Nel frattempo io cominciavo a crederci e pensavo a chissà quale misterioso e arcano messaggio ti stavano mandando chissà chi-da chissà dove-chissà cosa caspiteracciderbolina volevano dirti. Tutto questo mentre avevi anche un po’ di panico. Inoltre tutto questo lo facevi senza distogliere lo sguardo fisso da quel colore che ora aveva sfumature sul giallo ed ora sull’arancione vivo. Quest’ultimo era talmente vivo che vedevi messaggi pure nei carboni ardenti nonostante non sapevi come dovevi decifrarli.

L’atmosfera, il più delle volte, era creata anche da rumori esterni che in qualche modo spesso contribuivano a creare attimi di suspense. Tra gli attori che potevano concorrere per l’oscar come “migliore attore non protagonista” sicuramente si poteva annoverare Eolo , in quanto questi era sempre tempestivo nei suoi interventi dato che sapeva sempre quale fosse il momento giusto per far cadere qualche tegola, o sbattere qualche finestra o porta che trovava aperta, o improvvisava rompendo qualche vetro, facendo il pazzerello.
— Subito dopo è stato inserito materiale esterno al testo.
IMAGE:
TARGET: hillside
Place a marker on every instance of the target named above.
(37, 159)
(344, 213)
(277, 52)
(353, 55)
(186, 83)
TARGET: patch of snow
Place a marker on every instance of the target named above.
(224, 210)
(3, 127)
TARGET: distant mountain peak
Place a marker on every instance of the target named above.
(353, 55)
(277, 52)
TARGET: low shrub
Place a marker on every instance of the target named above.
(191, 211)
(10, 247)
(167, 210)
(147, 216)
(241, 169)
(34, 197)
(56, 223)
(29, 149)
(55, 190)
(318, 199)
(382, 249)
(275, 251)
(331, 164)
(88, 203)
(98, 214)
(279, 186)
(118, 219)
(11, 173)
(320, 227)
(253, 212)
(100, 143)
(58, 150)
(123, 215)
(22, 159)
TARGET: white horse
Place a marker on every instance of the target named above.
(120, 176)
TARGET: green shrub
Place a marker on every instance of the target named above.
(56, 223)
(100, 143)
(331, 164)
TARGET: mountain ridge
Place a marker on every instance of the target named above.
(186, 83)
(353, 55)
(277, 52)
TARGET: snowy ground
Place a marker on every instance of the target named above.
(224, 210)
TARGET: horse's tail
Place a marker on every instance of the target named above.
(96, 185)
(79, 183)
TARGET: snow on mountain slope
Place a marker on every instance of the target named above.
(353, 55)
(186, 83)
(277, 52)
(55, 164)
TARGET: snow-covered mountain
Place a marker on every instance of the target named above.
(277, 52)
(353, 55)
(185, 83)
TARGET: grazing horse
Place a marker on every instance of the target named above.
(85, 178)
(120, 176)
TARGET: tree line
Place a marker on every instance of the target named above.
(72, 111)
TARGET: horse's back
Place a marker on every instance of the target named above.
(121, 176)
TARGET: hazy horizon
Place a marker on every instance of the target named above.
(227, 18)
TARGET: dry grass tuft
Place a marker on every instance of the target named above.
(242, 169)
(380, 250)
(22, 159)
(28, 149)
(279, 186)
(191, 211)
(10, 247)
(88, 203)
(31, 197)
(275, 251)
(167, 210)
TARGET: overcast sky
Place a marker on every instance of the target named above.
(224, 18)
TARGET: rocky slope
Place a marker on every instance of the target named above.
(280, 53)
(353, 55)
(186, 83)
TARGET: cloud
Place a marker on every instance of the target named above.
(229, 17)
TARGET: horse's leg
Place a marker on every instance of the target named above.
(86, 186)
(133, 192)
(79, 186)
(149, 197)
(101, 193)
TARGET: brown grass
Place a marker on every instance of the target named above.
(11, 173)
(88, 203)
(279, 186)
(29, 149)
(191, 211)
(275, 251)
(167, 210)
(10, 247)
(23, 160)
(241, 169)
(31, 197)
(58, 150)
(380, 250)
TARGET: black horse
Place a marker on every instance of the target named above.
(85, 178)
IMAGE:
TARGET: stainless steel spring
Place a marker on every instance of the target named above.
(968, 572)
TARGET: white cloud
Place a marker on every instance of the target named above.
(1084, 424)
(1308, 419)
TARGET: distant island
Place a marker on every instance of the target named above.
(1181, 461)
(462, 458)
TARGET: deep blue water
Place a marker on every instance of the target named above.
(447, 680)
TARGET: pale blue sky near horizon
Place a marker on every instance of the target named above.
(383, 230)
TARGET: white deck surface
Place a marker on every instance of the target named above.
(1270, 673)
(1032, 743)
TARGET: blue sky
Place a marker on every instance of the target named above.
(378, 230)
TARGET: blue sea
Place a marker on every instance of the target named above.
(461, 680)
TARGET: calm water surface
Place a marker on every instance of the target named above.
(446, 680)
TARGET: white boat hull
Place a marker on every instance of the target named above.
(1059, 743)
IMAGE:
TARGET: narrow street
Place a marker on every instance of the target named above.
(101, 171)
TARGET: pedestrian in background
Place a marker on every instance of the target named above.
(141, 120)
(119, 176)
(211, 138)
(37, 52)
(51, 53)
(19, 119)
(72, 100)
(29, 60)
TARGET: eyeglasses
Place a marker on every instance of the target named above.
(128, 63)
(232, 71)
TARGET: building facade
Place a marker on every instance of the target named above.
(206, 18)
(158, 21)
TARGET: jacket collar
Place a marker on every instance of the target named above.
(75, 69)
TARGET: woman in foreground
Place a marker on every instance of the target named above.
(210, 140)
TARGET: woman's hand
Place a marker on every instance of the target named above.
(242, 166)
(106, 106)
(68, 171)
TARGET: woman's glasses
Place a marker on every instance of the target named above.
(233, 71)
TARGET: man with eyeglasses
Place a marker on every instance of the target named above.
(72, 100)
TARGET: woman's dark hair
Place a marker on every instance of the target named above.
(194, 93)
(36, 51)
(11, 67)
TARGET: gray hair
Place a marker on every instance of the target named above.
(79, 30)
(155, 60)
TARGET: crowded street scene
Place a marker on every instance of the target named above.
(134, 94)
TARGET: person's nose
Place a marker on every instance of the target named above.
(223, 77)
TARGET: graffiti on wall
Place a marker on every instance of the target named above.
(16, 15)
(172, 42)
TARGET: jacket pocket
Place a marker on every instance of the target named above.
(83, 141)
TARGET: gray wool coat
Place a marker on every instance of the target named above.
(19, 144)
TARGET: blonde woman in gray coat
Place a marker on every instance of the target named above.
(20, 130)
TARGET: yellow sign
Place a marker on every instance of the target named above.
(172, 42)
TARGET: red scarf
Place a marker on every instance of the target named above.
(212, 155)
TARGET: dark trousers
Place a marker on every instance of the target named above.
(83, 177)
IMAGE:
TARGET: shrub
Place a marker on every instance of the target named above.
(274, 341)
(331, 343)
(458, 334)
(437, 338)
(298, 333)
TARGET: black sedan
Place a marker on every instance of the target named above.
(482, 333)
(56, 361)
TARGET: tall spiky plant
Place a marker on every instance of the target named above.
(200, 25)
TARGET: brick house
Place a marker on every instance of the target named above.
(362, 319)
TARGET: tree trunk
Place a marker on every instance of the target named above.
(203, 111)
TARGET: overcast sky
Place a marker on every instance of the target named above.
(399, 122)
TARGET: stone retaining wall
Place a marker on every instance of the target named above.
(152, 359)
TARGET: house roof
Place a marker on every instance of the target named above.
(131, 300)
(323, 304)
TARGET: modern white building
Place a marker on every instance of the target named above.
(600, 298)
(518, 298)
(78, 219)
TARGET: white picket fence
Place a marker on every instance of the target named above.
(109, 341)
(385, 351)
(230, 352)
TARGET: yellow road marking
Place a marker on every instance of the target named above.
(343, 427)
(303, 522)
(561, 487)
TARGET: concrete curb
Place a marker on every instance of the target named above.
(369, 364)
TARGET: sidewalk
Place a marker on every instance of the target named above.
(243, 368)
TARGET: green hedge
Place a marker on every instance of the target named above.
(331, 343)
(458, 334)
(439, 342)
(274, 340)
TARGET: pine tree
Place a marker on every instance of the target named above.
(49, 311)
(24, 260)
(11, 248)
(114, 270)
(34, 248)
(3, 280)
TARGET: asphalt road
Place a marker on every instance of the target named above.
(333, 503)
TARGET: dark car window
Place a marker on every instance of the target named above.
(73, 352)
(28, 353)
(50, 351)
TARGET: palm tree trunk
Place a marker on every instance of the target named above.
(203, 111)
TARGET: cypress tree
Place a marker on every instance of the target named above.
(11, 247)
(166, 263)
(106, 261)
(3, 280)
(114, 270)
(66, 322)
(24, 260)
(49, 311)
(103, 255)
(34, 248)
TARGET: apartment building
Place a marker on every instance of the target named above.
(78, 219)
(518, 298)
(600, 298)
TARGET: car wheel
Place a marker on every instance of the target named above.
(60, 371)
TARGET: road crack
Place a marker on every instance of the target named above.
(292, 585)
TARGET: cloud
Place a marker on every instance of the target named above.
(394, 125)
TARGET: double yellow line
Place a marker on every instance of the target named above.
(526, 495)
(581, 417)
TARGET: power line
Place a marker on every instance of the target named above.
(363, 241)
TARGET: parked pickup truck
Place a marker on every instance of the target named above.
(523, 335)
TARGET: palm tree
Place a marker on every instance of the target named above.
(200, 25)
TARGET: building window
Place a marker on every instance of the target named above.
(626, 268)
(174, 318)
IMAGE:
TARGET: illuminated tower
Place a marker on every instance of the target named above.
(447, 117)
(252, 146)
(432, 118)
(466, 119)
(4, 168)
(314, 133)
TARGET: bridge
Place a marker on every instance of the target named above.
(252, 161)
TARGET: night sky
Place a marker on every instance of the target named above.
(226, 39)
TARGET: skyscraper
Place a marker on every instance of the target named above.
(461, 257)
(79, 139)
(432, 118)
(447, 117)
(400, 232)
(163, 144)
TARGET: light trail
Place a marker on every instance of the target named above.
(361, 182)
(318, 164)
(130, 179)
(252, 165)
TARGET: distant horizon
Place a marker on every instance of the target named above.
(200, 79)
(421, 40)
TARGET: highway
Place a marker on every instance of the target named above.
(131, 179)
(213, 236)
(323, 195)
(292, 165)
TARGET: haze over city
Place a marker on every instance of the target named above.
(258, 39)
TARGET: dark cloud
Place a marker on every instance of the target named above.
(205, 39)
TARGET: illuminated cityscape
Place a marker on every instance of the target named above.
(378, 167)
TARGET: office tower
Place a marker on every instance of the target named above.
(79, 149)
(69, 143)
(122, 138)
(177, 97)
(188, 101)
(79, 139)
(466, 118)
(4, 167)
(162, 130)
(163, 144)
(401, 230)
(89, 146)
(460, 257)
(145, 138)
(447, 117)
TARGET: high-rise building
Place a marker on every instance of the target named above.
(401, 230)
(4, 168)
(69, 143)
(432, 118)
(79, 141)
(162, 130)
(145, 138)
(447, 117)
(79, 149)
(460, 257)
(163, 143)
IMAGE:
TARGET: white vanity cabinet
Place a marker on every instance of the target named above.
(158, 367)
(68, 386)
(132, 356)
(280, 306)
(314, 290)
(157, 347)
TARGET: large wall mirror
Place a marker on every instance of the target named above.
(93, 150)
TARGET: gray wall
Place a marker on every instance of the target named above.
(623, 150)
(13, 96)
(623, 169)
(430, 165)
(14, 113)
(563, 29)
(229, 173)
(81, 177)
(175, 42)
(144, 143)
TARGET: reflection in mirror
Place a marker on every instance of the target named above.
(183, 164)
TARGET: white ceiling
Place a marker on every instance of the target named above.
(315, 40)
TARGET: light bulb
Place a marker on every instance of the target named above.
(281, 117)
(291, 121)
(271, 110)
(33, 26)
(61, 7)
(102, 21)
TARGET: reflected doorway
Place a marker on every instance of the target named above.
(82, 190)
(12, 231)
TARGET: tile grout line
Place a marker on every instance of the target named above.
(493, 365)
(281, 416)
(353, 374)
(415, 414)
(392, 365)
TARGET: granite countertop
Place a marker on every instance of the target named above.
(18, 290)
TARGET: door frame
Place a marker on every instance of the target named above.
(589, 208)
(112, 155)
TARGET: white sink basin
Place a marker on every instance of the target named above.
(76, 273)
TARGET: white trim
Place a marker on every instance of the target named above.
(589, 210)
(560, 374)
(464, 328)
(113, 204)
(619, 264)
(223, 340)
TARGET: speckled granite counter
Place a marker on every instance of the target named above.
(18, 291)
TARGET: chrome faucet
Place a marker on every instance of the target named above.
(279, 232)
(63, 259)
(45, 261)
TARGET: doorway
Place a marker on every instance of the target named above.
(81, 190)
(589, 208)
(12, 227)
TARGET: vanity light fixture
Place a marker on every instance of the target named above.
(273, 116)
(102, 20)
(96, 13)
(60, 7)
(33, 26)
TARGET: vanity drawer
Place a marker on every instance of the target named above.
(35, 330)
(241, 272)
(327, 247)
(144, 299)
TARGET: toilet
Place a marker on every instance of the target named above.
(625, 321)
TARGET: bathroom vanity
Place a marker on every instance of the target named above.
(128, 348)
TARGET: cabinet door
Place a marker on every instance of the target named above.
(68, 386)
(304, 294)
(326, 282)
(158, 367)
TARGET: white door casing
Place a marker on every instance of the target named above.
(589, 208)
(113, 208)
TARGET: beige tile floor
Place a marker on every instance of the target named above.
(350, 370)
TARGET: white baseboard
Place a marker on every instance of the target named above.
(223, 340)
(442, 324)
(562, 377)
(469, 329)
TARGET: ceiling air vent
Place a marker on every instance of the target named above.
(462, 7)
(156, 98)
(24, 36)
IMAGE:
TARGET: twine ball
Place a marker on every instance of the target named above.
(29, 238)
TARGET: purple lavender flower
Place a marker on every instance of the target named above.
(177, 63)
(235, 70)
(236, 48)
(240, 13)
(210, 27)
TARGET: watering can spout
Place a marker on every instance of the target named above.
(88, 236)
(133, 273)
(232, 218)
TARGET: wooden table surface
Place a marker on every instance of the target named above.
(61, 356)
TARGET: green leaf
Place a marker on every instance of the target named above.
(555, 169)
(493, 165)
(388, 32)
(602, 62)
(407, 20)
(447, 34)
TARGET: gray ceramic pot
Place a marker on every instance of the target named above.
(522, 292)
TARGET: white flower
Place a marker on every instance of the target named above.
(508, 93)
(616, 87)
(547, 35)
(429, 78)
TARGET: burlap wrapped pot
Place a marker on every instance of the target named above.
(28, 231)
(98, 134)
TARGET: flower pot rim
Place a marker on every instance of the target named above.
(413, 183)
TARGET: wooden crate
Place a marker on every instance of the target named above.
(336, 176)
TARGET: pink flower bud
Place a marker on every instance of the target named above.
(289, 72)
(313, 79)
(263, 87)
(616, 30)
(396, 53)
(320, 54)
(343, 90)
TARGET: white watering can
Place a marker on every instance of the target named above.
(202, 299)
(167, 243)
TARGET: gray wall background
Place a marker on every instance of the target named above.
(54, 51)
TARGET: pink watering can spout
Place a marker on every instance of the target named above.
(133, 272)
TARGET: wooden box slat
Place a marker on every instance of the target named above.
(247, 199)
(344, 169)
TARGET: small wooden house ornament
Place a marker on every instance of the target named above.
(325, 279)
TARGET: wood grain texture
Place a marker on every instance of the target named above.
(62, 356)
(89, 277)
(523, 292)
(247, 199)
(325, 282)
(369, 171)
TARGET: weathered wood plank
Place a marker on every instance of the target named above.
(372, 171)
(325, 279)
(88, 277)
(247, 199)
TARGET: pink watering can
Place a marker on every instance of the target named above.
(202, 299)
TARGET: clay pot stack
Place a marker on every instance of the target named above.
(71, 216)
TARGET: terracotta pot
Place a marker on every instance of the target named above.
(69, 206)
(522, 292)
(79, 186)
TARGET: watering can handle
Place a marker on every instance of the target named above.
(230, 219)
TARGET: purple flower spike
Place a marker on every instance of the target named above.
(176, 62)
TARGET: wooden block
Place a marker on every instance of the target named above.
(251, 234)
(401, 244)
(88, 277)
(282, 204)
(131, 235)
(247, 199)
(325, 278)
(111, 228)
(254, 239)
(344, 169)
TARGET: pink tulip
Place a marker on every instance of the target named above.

Una volta che ti eri seduto davanti al caminetto non potevi più alzarti perché non avevi neanche il coraggio di fare un metro: se dovevi andare in bagno dovevi andare come fanno le donne che vanno sempre in due. Per forza di cose dovevo aspettare quella mezzoretta dopo il termine della trasmissione condotta da mia madre e mia nonna, in cui grazie alla luce artificiale, tutto tornava come prima. Voi vi chiederete cosa succedeva in quelle trasmissioni. Bene, mia madre mia nonna si coalizzavano e per mantenere calmi calmini i fratellini raccontavano con dovizia di particolari e riferimenti storie fantastiche di fantasmi, lupi mannari e cose simili che ti facevano rivivere quei momenti come se fossi stato là sul posto.

Eppoi c’era lui, il fuoco che con il buio,illuminava la stanza, con quel suo colore arancione prendeva il posto del bianco neon della cucina, e giocava con le ombre, ora dei miei familiari, ora del lampadario o di qualche altro oggetto: le allungava, le accorciava a seconda di quanto mia madre o mia nonna alimentavano il fuoco con la legna o con i loro fatti che raccontavano a me e mio fratello.

Ora davanti a questo ennesimo falò mi sono ricordato perché mi piace il color arancione e perché ogni volta che vedo quella palla di fuoco che ogni giorno si va a fare il bagno nel mare mi lascia sempre a bocca aperta.

Alende “orange” long


p.s. se non sbaglio homer simpson si infilava su per il naso i colori a cera ma non ne sono sicuro quindi potete correggermi, ancora non sono perfetto.